2. Could/ did Orcs survive the last battle of the Third Age when Sauron was defeated?
3. How do Orcs procreate?
___________________
1. For the reasons I stated in Slaves of Mordor, above, it is my personal estimate that Orcs were not included in the Nurnen grants.
2. Here, Stormrider, you have an excellent set of points. I was thinking along the same lines. Apparently the Orcs survived quite well without Morgoth, but then they always had Sauron throughout the Second Age. Later, for extended periods of time they were without Sauron's direct/ active control (when Isildur took the One Ring). But we might argue that the loss of the Ring to Isildur reduced Sauron far less than its eventual destruction at the end of the Third Age. Perhaps some "sustaining" spirit of evil was constantly present during the Third Age, even though Sauron was diminished for a good portion of that time. But when the Ring was finally, fully destroyed by Gollum's misstep, Sauron was vastly more reduced than he had ever been. Perhaps the sustaining "will of his evil" then sank to such low levels that the Orcs could no longer live?
But, I don't think so. I see no real persuasive evidence for thinking that ALL Orcs were wiped out when the One Ring was unmade. I assume some, maybe those living far to the north in the Grey Mountains, maybe even those of Moria and some of Saruman's Orcs could have survived in hidden places. What then would be their later fates? Perhaps without the over-riding evil influence from Sauron, they would gradually grow less nasty, become more and more like the Goblins of The Hobbit, more like some of the nastier tribes of Men? They might eventually marry into some of the folk groups of mankind, and so leave their taint on all of us? That would explain why we today in the Fourth Age (or are we now the Fifth!?) are so bloody horrible to each other and to our environments? So, looking at ourselves in the mirror -- WE are the Orcs.
3. Tolkien mentioned somewhere in the Letters, I think, that no creature propagated except by the normal fashion: Orcs, descended of Elves, or even descended of Men, would still have sexual reproduction. Just as the Dwarves had their own women -- few, seldom recorded, and hard to distinguish from the males (Dis, sister of Thorin was the only named Dwarf female I know of, mother of Fili and Kili) -- so too the Orcs MUST have had females. Perhaps many of the smaller Orcs were females? I imagine JRRT just left Orc females out of the discussion, too messy to think about Orc motherhood, and maybe they so closely resembled the males only an Orc could tell the gender difference.
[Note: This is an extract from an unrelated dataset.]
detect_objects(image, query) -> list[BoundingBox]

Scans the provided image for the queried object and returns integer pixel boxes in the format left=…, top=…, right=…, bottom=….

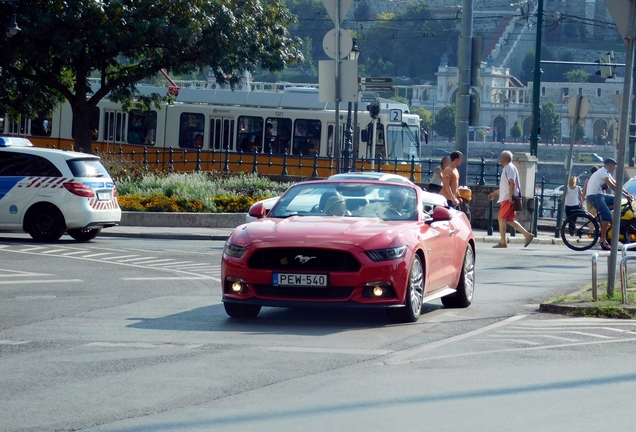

We do know from the appendix of dates and The Hobbit that Bolg at Erebor, was directly descended from Azog of Moria -- though no mother's name is given. It's hard to see Azog reproducing by fission, or laying a self-fertilized egg.
I'll see if I can find the actual quote where Tolkien says that his speaking, humanoid creatures had to have sexual reproduction. Spawn, is just an old fashioned way of saying "gave birth to" -- we use it now mostly of fish and frogs, who fertilize the eggs externally, but even there, it is still bisexual reproduction from the joining of a male and a female.
Sigh, wish JRRT were still around, we'd keep him busy filling in the details for a hundred years!